L’articolo è stato ripubblicato nel mio volume antologico, sempre a cura di
Antonella Marazzi con introduzione di Michele Nobile: Rapimento Moro e declino della sinistra, di cui vale la pena in questa sede di ricordare anche il sottotitolo: L’avvio della mutazione genetica della sinistra, 1978-1980 (Bolsena 2007, pp. 314-17).

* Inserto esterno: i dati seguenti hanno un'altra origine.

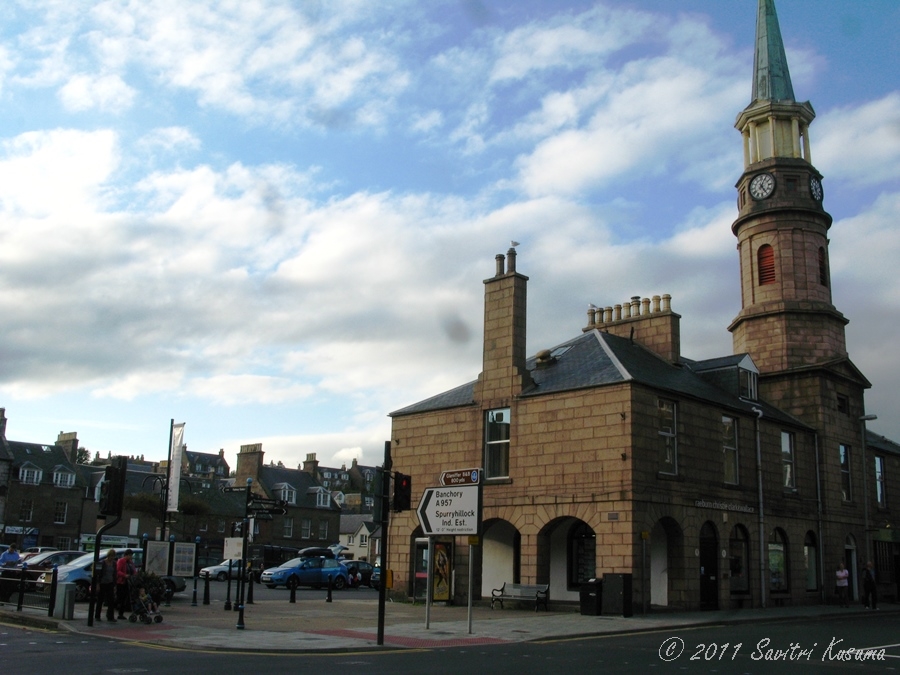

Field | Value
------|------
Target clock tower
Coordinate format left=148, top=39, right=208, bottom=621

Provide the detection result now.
left=728, top=0, right=870, bottom=414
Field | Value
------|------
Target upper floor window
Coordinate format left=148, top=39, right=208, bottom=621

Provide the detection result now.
left=738, top=368, right=759, bottom=401
left=837, top=394, right=850, bottom=415
left=781, top=431, right=797, bottom=488
left=19, top=464, right=43, bottom=485
left=19, top=499, right=34, bottom=523
left=875, top=455, right=887, bottom=509
left=656, top=399, right=678, bottom=474
left=53, top=502, right=69, bottom=525
left=722, top=415, right=738, bottom=485
left=756, top=244, right=775, bottom=286
left=53, top=471, right=75, bottom=487
left=484, top=408, right=512, bottom=478
left=838, top=443, right=853, bottom=502
left=819, top=246, right=828, bottom=286
left=275, top=483, right=297, bottom=504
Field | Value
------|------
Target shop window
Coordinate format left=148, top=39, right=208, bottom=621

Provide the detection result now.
left=803, top=532, right=819, bottom=591
left=728, top=525, right=750, bottom=593
left=568, top=523, right=597, bottom=590
left=769, top=527, right=790, bottom=592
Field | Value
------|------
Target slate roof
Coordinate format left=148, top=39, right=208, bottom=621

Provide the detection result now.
left=259, top=464, right=340, bottom=509
left=6, top=441, right=85, bottom=487
left=390, top=330, right=809, bottom=429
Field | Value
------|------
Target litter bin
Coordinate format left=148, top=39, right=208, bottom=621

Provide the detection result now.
left=53, top=583, right=75, bottom=619
left=579, top=579, right=603, bottom=616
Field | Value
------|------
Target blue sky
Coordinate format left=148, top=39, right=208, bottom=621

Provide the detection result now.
left=0, top=0, right=900, bottom=466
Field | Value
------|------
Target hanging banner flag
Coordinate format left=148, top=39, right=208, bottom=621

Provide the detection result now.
left=166, top=420, right=184, bottom=513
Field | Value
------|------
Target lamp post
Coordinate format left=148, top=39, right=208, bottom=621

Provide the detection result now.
left=859, top=415, right=878, bottom=565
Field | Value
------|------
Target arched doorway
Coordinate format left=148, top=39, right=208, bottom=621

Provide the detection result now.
left=481, top=520, right=522, bottom=598
left=844, top=534, right=859, bottom=600
left=537, top=516, right=597, bottom=601
left=650, top=517, right=682, bottom=607
left=700, top=520, right=719, bottom=609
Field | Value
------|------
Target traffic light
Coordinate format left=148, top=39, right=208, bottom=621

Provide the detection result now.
left=99, top=456, right=128, bottom=518
left=394, top=473, right=412, bottom=511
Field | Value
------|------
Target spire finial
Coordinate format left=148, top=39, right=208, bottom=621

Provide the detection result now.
left=753, top=0, right=794, bottom=101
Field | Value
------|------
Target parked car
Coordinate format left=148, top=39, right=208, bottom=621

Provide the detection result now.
left=297, top=546, right=337, bottom=558
left=341, top=560, right=375, bottom=586
left=200, top=559, right=241, bottom=581
left=19, top=548, right=84, bottom=570
left=260, top=556, right=350, bottom=590
left=36, top=547, right=187, bottom=602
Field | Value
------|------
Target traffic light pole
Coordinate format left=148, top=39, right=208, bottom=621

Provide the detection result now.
left=376, top=441, right=394, bottom=646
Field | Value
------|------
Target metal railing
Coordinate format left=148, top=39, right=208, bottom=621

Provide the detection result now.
left=0, top=563, right=58, bottom=617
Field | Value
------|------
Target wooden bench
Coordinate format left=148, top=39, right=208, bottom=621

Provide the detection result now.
left=491, top=581, right=550, bottom=612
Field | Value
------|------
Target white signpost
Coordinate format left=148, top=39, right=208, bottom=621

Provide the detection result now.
left=416, top=485, right=481, bottom=537
left=416, top=469, right=481, bottom=633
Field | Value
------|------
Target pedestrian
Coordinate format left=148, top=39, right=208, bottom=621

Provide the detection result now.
left=863, top=560, right=878, bottom=609
left=116, top=548, right=137, bottom=619
left=834, top=563, right=850, bottom=607
left=0, top=544, right=19, bottom=567
left=94, top=549, right=118, bottom=623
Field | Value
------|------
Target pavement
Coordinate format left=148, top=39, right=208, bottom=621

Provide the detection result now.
left=0, top=590, right=900, bottom=653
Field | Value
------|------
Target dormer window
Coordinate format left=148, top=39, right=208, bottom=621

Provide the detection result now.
left=738, top=368, right=758, bottom=401
left=19, top=464, right=43, bottom=485
left=274, top=483, right=297, bottom=504
left=53, top=469, right=75, bottom=488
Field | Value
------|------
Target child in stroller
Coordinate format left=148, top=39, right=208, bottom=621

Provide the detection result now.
left=128, top=579, right=162, bottom=623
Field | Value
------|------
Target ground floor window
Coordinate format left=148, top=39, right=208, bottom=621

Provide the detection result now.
left=769, top=527, right=790, bottom=591
left=803, top=532, right=819, bottom=591
left=728, top=525, right=750, bottom=593
left=568, top=523, right=597, bottom=589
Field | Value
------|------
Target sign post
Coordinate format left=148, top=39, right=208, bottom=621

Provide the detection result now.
left=416, top=469, right=481, bottom=633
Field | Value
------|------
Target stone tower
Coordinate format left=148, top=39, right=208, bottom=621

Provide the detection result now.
left=729, top=0, right=870, bottom=428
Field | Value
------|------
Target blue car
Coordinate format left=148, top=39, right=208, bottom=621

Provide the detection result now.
left=260, top=558, right=350, bottom=590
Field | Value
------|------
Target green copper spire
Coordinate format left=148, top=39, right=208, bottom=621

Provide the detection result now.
left=753, top=0, right=794, bottom=101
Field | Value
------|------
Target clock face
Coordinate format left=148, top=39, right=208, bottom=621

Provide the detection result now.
left=809, top=176, right=824, bottom=202
left=750, top=173, right=775, bottom=199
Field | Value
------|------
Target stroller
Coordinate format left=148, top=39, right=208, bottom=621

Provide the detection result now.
left=128, top=577, right=162, bottom=624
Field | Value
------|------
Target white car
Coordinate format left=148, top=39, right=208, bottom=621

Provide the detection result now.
left=200, top=559, right=241, bottom=581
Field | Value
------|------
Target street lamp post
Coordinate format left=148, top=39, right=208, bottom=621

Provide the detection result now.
left=859, top=415, right=878, bottom=565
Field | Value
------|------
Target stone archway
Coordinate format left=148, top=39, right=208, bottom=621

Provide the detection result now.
left=650, top=517, right=684, bottom=607
left=481, top=519, right=522, bottom=598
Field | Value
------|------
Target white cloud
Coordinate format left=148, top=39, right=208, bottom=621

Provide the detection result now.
left=812, top=92, right=900, bottom=185
left=59, top=75, right=137, bottom=112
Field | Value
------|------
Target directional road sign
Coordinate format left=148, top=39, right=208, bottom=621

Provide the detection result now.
left=441, top=469, right=481, bottom=485
left=416, top=485, right=481, bottom=536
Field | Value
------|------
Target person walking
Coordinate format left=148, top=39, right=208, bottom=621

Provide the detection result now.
left=863, top=560, right=878, bottom=609
left=94, top=549, right=118, bottom=623
left=834, top=563, right=850, bottom=607
left=116, top=548, right=137, bottom=619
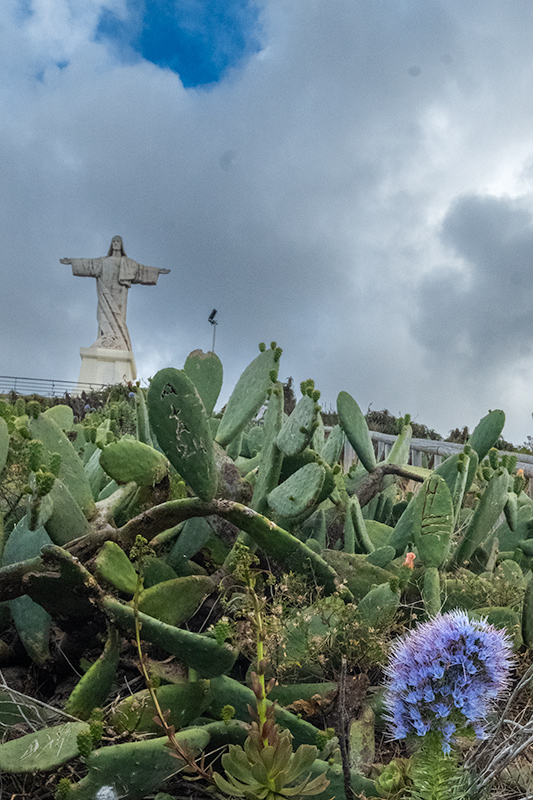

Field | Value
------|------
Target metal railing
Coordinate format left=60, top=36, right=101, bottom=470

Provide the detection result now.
left=0, top=375, right=105, bottom=397
left=343, top=431, right=533, bottom=496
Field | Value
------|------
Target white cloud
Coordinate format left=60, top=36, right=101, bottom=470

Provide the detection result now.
left=0, top=0, right=533, bottom=441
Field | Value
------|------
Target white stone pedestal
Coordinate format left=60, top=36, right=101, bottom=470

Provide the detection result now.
left=78, top=347, right=137, bottom=392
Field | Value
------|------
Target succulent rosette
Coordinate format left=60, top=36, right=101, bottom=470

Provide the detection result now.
left=385, top=609, right=513, bottom=753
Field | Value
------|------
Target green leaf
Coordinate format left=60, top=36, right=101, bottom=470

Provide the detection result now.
left=0, top=722, right=89, bottom=773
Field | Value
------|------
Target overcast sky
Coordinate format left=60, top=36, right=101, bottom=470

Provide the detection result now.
left=0, top=0, right=533, bottom=444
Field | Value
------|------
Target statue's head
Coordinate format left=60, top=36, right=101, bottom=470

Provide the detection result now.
left=107, top=236, right=126, bottom=256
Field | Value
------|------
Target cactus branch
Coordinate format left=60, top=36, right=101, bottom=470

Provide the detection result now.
left=357, top=464, right=424, bottom=506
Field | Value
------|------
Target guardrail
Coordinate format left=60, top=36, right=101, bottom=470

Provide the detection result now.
left=0, top=375, right=106, bottom=397
left=343, top=431, right=533, bottom=497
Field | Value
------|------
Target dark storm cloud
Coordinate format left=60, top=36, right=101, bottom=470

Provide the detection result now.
left=4, top=0, right=533, bottom=437
left=415, top=195, right=533, bottom=374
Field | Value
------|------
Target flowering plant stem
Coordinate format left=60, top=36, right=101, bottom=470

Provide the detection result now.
left=411, top=732, right=463, bottom=800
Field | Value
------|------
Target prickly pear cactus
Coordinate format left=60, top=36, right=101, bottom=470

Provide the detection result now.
left=148, top=369, right=217, bottom=500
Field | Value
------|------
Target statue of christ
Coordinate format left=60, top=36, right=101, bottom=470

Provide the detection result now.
left=59, top=236, right=170, bottom=351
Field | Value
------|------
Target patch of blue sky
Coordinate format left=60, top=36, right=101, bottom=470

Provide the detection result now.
left=97, top=0, right=260, bottom=87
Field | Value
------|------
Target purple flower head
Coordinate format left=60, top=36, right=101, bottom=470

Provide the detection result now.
left=385, top=609, right=513, bottom=753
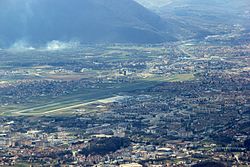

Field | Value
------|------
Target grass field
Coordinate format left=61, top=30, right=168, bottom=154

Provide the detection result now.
left=0, top=81, right=157, bottom=116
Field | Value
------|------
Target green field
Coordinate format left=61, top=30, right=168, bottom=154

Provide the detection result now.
left=0, top=81, right=158, bottom=116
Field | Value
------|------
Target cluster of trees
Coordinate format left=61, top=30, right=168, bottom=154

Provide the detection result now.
left=80, top=137, right=130, bottom=156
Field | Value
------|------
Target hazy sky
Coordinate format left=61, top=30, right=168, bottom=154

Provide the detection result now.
left=135, top=0, right=172, bottom=8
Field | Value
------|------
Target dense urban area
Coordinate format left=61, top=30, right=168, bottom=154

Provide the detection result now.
left=0, top=35, right=250, bottom=167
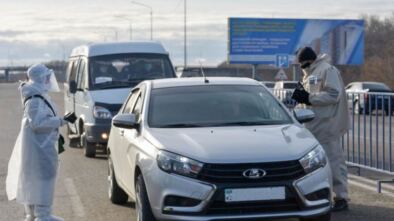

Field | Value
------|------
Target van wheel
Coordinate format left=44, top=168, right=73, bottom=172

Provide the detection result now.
left=135, top=175, right=156, bottom=221
left=81, top=133, right=96, bottom=158
left=108, top=156, right=129, bottom=205
left=300, top=212, right=331, bottom=221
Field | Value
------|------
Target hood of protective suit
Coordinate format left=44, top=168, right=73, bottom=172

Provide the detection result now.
left=27, top=64, right=60, bottom=92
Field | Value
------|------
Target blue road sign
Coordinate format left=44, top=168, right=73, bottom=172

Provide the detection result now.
left=228, top=18, right=364, bottom=67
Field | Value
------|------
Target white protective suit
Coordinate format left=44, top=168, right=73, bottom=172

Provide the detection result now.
left=303, top=55, right=350, bottom=200
left=6, top=65, right=65, bottom=221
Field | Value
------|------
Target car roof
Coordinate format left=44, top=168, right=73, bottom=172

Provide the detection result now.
left=349, top=81, right=384, bottom=84
left=277, top=81, right=298, bottom=84
left=70, top=41, right=168, bottom=57
left=150, top=77, right=261, bottom=89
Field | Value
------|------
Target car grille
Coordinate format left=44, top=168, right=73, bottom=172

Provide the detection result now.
left=198, top=160, right=306, bottom=183
left=207, top=188, right=300, bottom=215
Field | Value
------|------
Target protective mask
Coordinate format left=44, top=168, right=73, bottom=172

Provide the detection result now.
left=301, top=62, right=312, bottom=69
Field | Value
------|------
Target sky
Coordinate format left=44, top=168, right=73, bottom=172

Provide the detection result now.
left=0, top=0, right=394, bottom=66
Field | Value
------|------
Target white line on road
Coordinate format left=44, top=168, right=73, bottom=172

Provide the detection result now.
left=349, top=180, right=394, bottom=198
left=349, top=174, right=394, bottom=192
left=64, top=178, right=85, bottom=217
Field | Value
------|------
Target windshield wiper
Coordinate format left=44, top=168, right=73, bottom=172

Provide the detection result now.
left=153, top=123, right=206, bottom=128
left=211, top=121, right=272, bottom=127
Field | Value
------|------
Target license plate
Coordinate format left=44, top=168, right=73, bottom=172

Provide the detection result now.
left=224, top=187, right=286, bottom=202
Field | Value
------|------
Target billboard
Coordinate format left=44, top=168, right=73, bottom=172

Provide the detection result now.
left=228, top=18, right=364, bottom=68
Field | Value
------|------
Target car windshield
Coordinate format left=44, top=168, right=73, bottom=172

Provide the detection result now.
left=283, top=82, right=297, bottom=89
left=264, top=82, right=275, bottom=88
left=89, top=54, right=175, bottom=90
left=363, top=83, right=391, bottom=91
left=148, top=85, right=292, bottom=128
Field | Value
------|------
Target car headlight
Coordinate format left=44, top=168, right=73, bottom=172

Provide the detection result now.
left=157, top=151, right=204, bottom=178
left=93, top=106, right=112, bottom=119
left=300, top=145, right=327, bottom=173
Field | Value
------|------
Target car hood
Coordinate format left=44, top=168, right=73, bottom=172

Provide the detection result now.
left=146, top=125, right=318, bottom=163
left=90, top=88, right=131, bottom=104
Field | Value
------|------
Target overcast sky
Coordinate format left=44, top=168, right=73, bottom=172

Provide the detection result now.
left=0, top=0, right=394, bottom=65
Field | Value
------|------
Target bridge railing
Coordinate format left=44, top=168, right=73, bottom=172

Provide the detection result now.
left=273, top=90, right=394, bottom=189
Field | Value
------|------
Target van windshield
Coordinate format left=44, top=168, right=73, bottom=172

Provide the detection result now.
left=89, top=54, right=175, bottom=90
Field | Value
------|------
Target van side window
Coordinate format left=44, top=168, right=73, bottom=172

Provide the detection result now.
left=77, top=59, right=87, bottom=89
left=133, top=94, right=142, bottom=115
left=122, top=90, right=140, bottom=114
left=68, top=60, right=78, bottom=82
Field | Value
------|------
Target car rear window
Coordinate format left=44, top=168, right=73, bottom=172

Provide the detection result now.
left=363, top=83, right=391, bottom=91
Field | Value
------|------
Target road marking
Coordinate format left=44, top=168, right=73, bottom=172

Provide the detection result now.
left=348, top=174, right=394, bottom=198
left=64, top=178, right=85, bottom=217
left=349, top=174, right=394, bottom=192
left=349, top=180, right=394, bottom=198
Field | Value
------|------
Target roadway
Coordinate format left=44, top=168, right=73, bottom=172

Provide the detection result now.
left=0, top=84, right=394, bottom=221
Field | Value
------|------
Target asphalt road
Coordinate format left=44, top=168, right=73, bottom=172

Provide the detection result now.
left=0, top=84, right=394, bottom=221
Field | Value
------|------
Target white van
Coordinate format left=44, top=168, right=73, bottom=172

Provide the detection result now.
left=64, top=42, right=176, bottom=157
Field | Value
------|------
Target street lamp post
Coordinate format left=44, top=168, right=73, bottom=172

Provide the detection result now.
left=114, top=15, right=133, bottom=41
left=183, top=0, right=187, bottom=68
left=131, top=1, right=153, bottom=40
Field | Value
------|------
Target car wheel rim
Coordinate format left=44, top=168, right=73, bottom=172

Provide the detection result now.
left=135, top=185, right=143, bottom=221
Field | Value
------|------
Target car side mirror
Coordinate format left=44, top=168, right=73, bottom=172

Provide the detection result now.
left=68, top=81, right=77, bottom=94
left=112, top=114, right=139, bottom=129
left=293, top=109, right=315, bottom=123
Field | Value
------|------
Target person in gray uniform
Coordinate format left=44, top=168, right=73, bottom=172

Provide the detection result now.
left=292, top=47, right=350, bottom=211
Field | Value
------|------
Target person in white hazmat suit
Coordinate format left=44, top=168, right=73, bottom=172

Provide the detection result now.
left=6, top=64, right=75, bottom=221
left=292, top=47, right=350, bottom=211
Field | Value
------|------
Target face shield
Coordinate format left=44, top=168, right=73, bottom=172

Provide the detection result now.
left=27, top=64, right=60, bottom=92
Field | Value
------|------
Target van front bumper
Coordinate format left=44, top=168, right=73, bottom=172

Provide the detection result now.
left=144, top=164, right=332, bottom=221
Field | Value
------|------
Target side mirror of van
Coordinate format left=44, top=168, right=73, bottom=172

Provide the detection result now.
left=68, top=81, right=77, bottom=94
left=112, top=114, right=138, bottom=129
left=293, top=109, right=315, bottom=123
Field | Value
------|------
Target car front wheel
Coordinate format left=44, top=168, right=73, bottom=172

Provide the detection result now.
left=135, top=175, right=156, bottom=221
left=81, top=133, right=96, bottom=158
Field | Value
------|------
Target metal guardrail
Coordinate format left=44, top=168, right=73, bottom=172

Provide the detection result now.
left=273, top=90, right=394, bottom=192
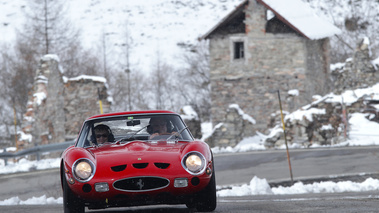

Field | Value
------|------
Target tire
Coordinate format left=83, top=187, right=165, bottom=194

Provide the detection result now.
left=61, top=169, right=85, bottom=213
left=186, top=161, right=217, bottom=212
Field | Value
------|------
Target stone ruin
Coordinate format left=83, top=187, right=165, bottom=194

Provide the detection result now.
left=265, top=39, right=379, bottom=147
left=205, top=104, right=255, bottom=147
left=17, top=55, right=112, bottom=149
left=206, top=39, right=379, bottom=148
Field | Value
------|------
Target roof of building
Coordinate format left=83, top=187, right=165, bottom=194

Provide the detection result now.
left=202, top=0, right=341, bottom=40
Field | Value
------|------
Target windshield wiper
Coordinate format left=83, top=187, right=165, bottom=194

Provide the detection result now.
left=167, top=126, right=188, bottom=140
left=119, top=125, right=149, bottom=142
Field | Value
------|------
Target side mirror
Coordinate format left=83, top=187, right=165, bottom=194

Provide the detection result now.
left=126, top=120, right=141, bottom=126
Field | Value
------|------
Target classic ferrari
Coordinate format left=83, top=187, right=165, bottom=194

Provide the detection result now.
left=60, top=110, right=217, bottom=212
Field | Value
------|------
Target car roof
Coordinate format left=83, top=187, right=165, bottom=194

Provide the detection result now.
left=86, top=110, right=176, bottom=120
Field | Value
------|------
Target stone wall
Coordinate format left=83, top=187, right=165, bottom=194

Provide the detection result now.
left=205, top=104, right=255, bottom=147
left=209, top=0, right=330, bottom=135
left=331, top=38, right=379, bottom=94
left=18, top=55, right=111, bottom=149
left=265, top=39, right=379, bottom=147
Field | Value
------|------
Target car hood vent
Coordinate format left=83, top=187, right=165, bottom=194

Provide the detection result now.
left=111, top=164, right=126, bottom=172
left=133, top=163, right=149, bottom=169
left=113, top=177, right=170, bottom=192
left=154, top=163, right=170, bottom=169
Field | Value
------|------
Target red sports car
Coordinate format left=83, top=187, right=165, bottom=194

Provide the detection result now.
left=61, top=111, right=216, bottom=212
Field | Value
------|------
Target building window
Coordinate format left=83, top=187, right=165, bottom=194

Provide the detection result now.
left=234, top=41, right=245, bottom=59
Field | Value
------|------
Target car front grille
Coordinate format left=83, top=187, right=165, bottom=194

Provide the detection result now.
left=113, top=177, right=170, bottom=192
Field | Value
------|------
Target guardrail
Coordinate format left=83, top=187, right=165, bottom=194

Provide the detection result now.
left=0, top=140, right=75, bottom=165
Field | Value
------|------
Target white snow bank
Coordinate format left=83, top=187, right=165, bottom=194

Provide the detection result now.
left=0, top=195, right=63, bottom=206
left=217, top=176, right=379, bottom=197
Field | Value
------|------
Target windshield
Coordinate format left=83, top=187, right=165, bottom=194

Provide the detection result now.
left=77, top=114, right=193, bottom=147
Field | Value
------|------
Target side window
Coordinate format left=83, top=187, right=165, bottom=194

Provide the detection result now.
left=233, top=41, right=245, bottom=59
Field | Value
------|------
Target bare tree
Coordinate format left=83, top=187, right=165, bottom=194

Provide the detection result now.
left=304, top=0, right=379, bottom=62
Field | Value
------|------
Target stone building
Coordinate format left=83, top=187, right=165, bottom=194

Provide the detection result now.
left=18, top=55, right=112, bottom=149
left=202, top=0, right=340, bottom=135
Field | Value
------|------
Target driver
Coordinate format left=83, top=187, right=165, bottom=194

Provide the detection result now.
left=94, top=124, right=113, bottom=144
left=149, top=117, right=175, bottom=139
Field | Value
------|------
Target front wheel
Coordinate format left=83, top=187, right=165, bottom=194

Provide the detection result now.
left=61, top=169, right=84, bottom=213
left=187, top=161, right=217, bottom=212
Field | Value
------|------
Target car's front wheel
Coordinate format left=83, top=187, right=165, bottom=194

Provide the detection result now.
left=61, top=166, right=84, bottom=213
left=187, top=161, right=217, bottom=212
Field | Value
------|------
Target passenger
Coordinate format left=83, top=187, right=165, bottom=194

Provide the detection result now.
left=94, top=124, right=114, bottom=145
left=148, top=117, right=176, bottom=139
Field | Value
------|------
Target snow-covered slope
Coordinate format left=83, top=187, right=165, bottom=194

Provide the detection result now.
left=0, top=0, right=242, bottom=70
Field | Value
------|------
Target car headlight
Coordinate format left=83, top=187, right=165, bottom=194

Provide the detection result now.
left=182, top=152, right=205, bottom=175
left=72, top=158, right=95, bottom=182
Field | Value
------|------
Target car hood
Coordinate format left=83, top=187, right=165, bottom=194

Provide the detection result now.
left=88, top=141, right=189, bottom=165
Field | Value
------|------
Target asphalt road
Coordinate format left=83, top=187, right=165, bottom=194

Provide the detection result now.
left=0, top=146, right=379, bottom=213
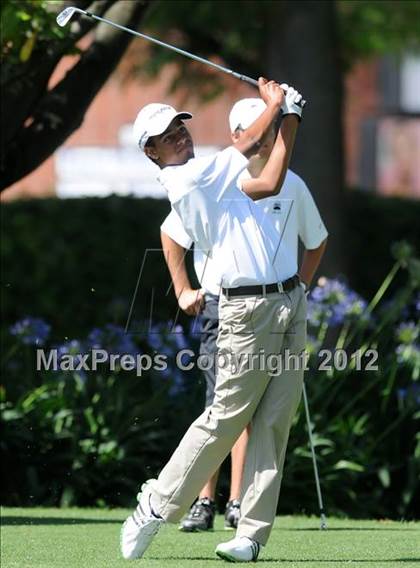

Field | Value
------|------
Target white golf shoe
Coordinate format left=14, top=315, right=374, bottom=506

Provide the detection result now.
left=216, top=536, right=261, bottom=562
left=120, top=479, right=164, bottom=560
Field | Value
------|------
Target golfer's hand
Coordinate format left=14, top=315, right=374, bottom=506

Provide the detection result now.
left=178, top=288, right=204, bottom=316
left=258, top=77, right=284, bottom=107
left=280, top=83, right=306, bottom=119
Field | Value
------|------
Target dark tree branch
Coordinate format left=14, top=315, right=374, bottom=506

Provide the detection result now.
left=0, top=0, right=150, bottom=190
left=1, top=0, right=116, bottom=149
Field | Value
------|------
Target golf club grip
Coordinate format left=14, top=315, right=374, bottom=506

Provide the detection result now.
left=237, top=74, right=306, bottom=107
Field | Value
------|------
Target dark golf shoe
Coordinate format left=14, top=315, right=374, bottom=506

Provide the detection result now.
left=179, top=497, right=216, bottom=532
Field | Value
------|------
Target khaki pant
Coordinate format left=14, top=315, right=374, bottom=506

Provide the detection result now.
left=152, top=286, right=306, bottom=545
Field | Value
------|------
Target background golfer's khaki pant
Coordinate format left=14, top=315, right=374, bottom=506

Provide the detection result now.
left=152, top=286, right=306, bottom=544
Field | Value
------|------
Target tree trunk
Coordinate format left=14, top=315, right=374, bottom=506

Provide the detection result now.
left=266, top=0, right=346, bottom=276
left=0, top=0, right=150, bottom=190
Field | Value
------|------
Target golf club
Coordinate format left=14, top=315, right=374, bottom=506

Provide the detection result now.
left=57, top=6, right=306, bottom=107
left=303, top=382, right=327, bottom=530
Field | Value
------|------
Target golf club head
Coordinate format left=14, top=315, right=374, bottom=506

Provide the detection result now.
left=57, top=6, right=84, bottom=28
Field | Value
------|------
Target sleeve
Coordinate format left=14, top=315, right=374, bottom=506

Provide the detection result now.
left=298, top=178, right=328, bottom=250
left=160, top=209, right=193, bottom=249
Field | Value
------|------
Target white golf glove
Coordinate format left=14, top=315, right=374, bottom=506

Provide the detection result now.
left=280, top=83, right=306, bottom=119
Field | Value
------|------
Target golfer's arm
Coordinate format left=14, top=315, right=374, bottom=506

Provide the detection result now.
left=299, top=239, right=327, bottom=286
left=242, top=114, right=299, bottom=201
left=160, top=231, right=191, bottom=299
left=232, top=102, right=280, bottom=155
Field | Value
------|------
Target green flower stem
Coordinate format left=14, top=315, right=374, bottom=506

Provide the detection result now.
left=335, top=321, right=351, bottom=349
left=317, top=319, right=328, bottom=347
left=381, top=362, right=398, bottom=412
left=366, top=261, right=402, bottom=314
left=345, top=261, right=402, bottom=347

A me dispiacque che una bella amicizia politica - nata nel fervore delle lotte postsessantottesche - si dovesse concludere in quel modo. E mi dispiacque ovviamente anche per l’immagine un po’ negativa che Mineo offriva di sé, giunto ormai quasi alla conclusione della sua vita politica. Ma le passioni dell’animo umano sono imprevedibili e non dimentico certo che Mineo era animato
da una carica di passionalità esasperata, quasi morbosa nel modo di affrontare
la politica. Senza dubbio considerava la politica una sfida personale, oltre
che un terreno di confronto teorico. Non so se fosse così anche nella vita
privata. Ma di questo può essere un testimone attendibile il nipote Corradino
Mineo che conobbi a Palermo quando animava il giornale Controscuola e la Lega degli studenti rivoluzionari.
Di Mario Mineo conservo comunque un buon ricordo, capisco ma non
giustifico l'irritazione finale, so darmi una spiegazione del suo modo di
concepire il confronto e penso che il suo livello politico - per onestà e
lucidità - fosse comunque molto ma molto al di sopra dei vari Segretari o
intellettuali-pronti-per-la-bisogna che hanno infestato la gruppettistica
italiana dopo il '68 e continuano a infestarla.